Susan directed one of our reporters to call Reuters to get photos for use in our paper. The woman in New York yelled into the phone, “Use it! Use it! The whole damn town is burning down. I don’t care. Use it.”
Susan recalled, “Sports went out to get man on the street, advertising was talking to people in New York, and somebody was on phone with our Chamber members who were in Washington, D.C., across from the Pentagon as they were supposed to meet with Jesse Helms. The meeting was canceled, and we were talking to them as they were leaving D.C. Advertising Manager Patsy Ferguson’s son and daughter dropped their daughter off at daycare, and she cried because they were not at their jobs in the towers. Joey White’s uncle worked across the street from the towers, and he was on the phone with him. I remember like it was yesterday. The whole building, including a pressman, helped gather news.”
Things started coming back to me while we spoke. This great team worked together — everyone in the building — to put a heck of a paper together that day. And the coverage continued for a long time, as we found out that Todd Beamer, who died on United Airlines Flight 93, had grandparents who lived at Lake Gaston.
According to news reports, through phone calls Todd made, he was eventually on a call with airphone supervisor Lisa Jefferson, with FBI agents listening in. He informed them that hijackers had taken over United 93, and that one passenger had been killed. He also stated that two of the hijackers had knives, and that one appeared to have a bomb strapped around his waist. When the hijackers veered the plane sharply south, Beamer exclaimed, “We’re going down! We’re going down!”
Following this, the passengers and flight crew decided to act. According to accounts of cell phone conversations, they formed a plan to take the plane back from the hijackers. Beamer told Jefferson the group was planning to “jump on” the hijackers and fly the plane into the ground before the hijackers’ plan could be followed through. Beamer recited the Lord’s Prayer and the 23rd Psalm with Jefferson, prompting others to join in. Beamer requested of Jefferson, “If I don’t make it, please call my family and let them know how much I love them.” After this, Jefferson heard muffled voices and Beamer clearly answering, “Are you ready? OK. Let’s roll.” And those were his last words.
In our continued coverage of 9/11, reporter Brien Boyce interviewed Todd’s grandparents for a follow-up story.
“Mostly, I remember Brien interviewing John Beamer about their grandson days later,” Susan said. “I was going to sit in and he broke my heart. Up to that point I’d held it together. He broke my heart and I had to leave because I broke down.”
There are so many sad stories. I cried Friday morning listening to stories from some of the children of those who died that day.
But the most positive thing I remember from that day — because I still have it — is the T-shirts made by the Halifax County Firefighters Association with a drawing by Mike Haislip. The shirt was sold to raise money to help the New York City Fire Department.
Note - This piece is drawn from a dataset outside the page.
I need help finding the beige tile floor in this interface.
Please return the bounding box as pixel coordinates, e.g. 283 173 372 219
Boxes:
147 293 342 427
Later, they visited in person to ladder 11 to present those funds.
I told Susan I was going to talk about how much kinder people were for months — even years — following that day. She pointed out that it was more than kindness.
“They were not kinder Tia, they were unified. Unity. We WERE the UNITED states of America. Today we are nowhere near that.”
I agree with what she said: We are fighting a pandemic that has killed so many and we can’t get 80 million people to take a safe vaccine or wear a mask.
My thoughts? You would think 20 years later, we would have learned our lesson: Unity does make us better human beings and a better United States of America. Can’t we get back to that?